Le lundi 15 juin 2015, devraient expirer les démarches administratives (du côté dominicain) dans le cadre du Plan national de régularisation des étrangers (Pnre).

Lener Renaud et Andres Navarro Garcia devraient se pencher sur un
nouveau délai de 45 jours - qui serait accordé au gouvernement haïtien par son homologue dominicain - pour compléter l’identification de ses ressortissants, menacés d’expulsion du territoire dominicain.

Des interrogations planent, chez les organismes de droits humains, sur ce nouveau délai de 45 jours, qui aurait été convenu, vu les difficultés de parvenir à une identification systématique de ressortissants haïtiens dans le temps imparti.

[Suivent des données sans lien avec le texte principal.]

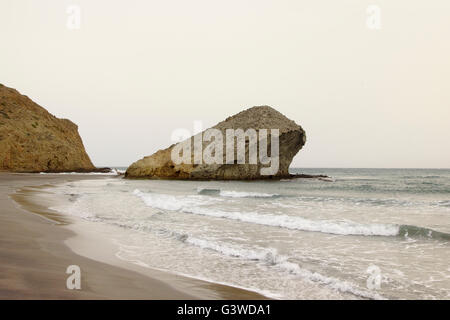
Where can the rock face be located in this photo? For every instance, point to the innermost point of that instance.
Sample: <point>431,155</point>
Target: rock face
<point>33,140</point>
<point>292,137</point>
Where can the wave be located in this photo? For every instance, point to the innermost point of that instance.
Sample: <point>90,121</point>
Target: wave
<point>235,194</point>
<point>409,231</point>
<point>271,258</point>
<point>190,205</point>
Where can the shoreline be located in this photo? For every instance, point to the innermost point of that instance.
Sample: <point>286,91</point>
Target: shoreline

Sur une année, seulement 50 mille personnes – sur un nombre présumé de plus de 200 mille – auraient été répertoriées comme « ressortissants haïtiens » résidant en République Dominicaine, suivant les données disponibles.

Le Pnre a été adopté, suite à la sentence de la Cour constitutionnelle dominicaine, prise le 23 septembre 2013 et déclarant déchoir de la nationalité dominicaine des milliers de Dominicaines et de Dominicains, nés sur le territoire voisin d’Haïti depuis 1929.

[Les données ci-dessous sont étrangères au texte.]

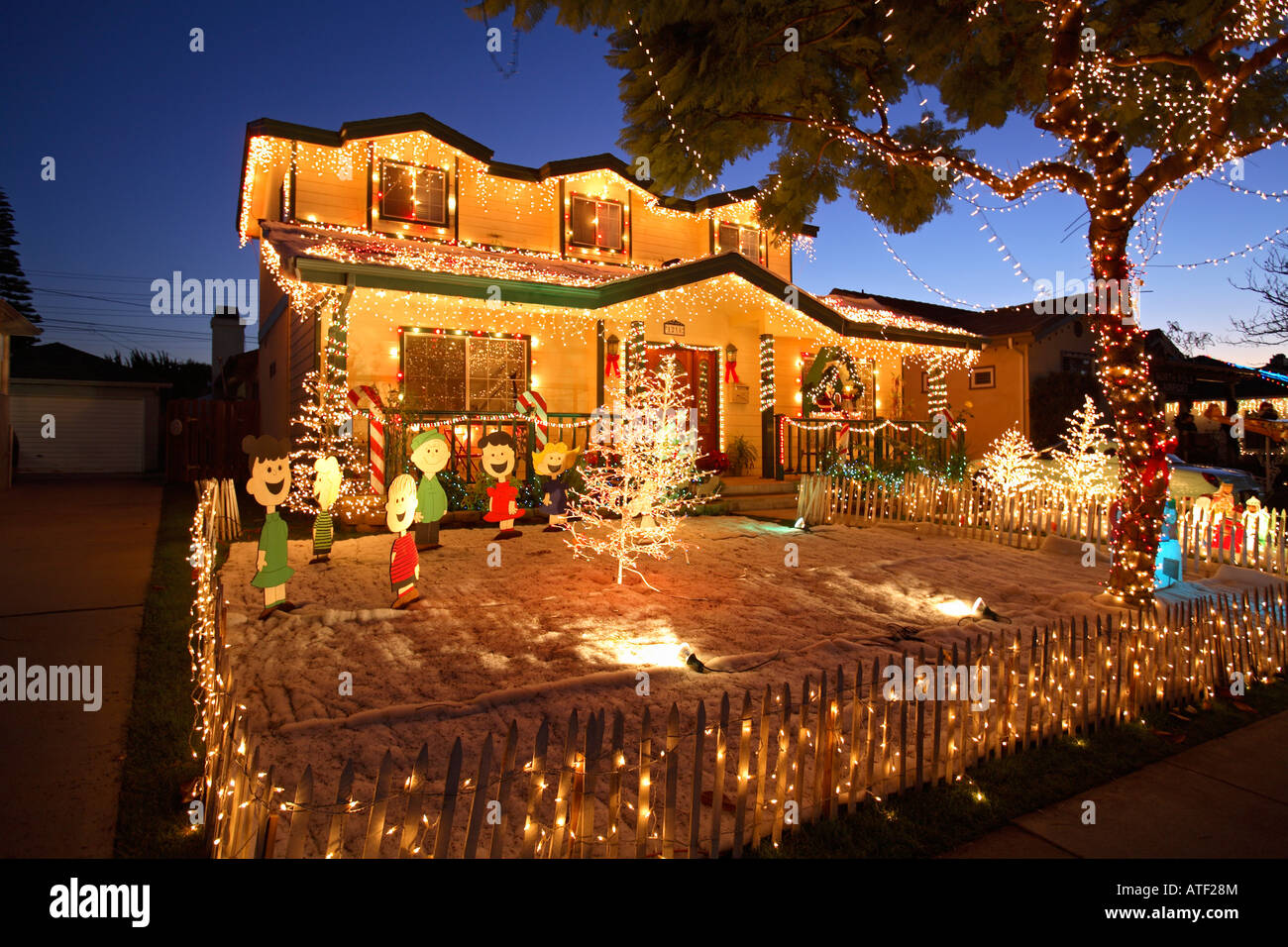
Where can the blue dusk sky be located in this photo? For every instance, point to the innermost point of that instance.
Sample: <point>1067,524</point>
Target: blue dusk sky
<point>147,138</point>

La sentence en date du 23 septembre 2013 continue de susciter la désapprobation d’organismes de droits humains internationaux, qui l’assimilent à un acte xénophobe et raciste envers plusieurs milliers d’êtres humains, dont une grande partie d’ascendance haïtienne.

Des déportations de sans papiers vers Haïti seraient effectuées à partir du 15 juin 2015, avaient annoncé les autorités dominicaines.

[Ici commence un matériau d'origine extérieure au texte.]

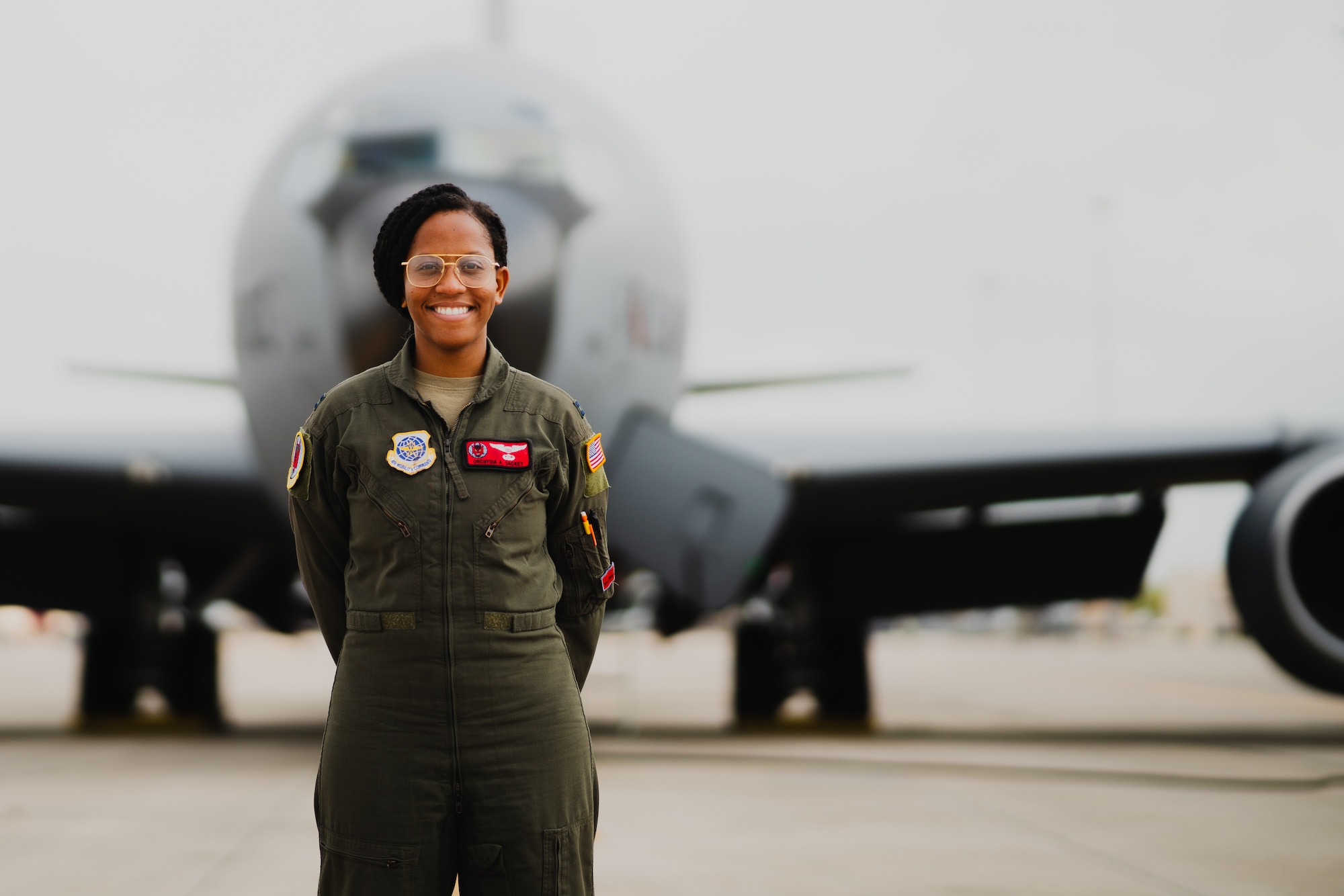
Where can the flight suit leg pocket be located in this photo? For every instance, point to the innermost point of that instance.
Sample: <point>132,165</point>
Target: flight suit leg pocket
<point>355,867</point>
<point>485,872</point>
<point>568,860</point>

Des milliers d’Haïtiens, voire de Dominicains migrants travailleurs, privés arbitrairement de leur nationalité, sont concernés par cette menace d’expulsion du territoire dominicain.

D’où un risque de tension aggravée, qui a poussé divers organismes de droits humains à exiger un moratoire entre les 2 gouvernements.

C’est un « droit pour la République Dominicaine de réguler la migration chez elle » et « un devoir pour les Haïtiens de recevoir leurs compatriotes en difficulté », reconnaît Lener Renaud dans des déclarations à AlterPresse.

« Mais, entre le droit et le devoir, il faut un protocole », dixit Renaud, qui affirme que le protocole, conclu, en 1999, entre les deux États sur la question de la déportation a été révisé (par les autorités haïtiennes) et transmis aux Dominicains.

Les autorités haïtiennes souhaitent, surtout, « faire en sorte que cela (la déportation) se fasse suivant les règles ».

Car, « on ne peut pas empêcher les Haïtiens de revenir... ».

Comme cela est redouté, « la déportation en masse » constituerait une « catastrophe humanitaire ».

« Nous avons déjà appelé les instances internationales à intervenir et les autorités dominicaines à (faire preuve de) sagesse », indique le ministre a.i. haïtien des affaires étrangères.

Il n’est, jusqu’à présent, pas question d’éviter la « déportation », mais essentiellement « qu’elle soit faite suivant les principes ».

« Il est nécessaire qu’il y ait une entente (entre les deux États) », estime Saint-Pierre Beaubrun, coordonnateur de la plateforme Groupe d’appui aux rapatriés et réfugiés (Garr).

Le Garr appelle au respect du protocole déjà paraphé entre les deux pays, en particulier sur des points fondamentaux, comme éviter des rapatriements après 6 heures du soir et permettre aux migrants à rapatrier de récupérer leurs biens.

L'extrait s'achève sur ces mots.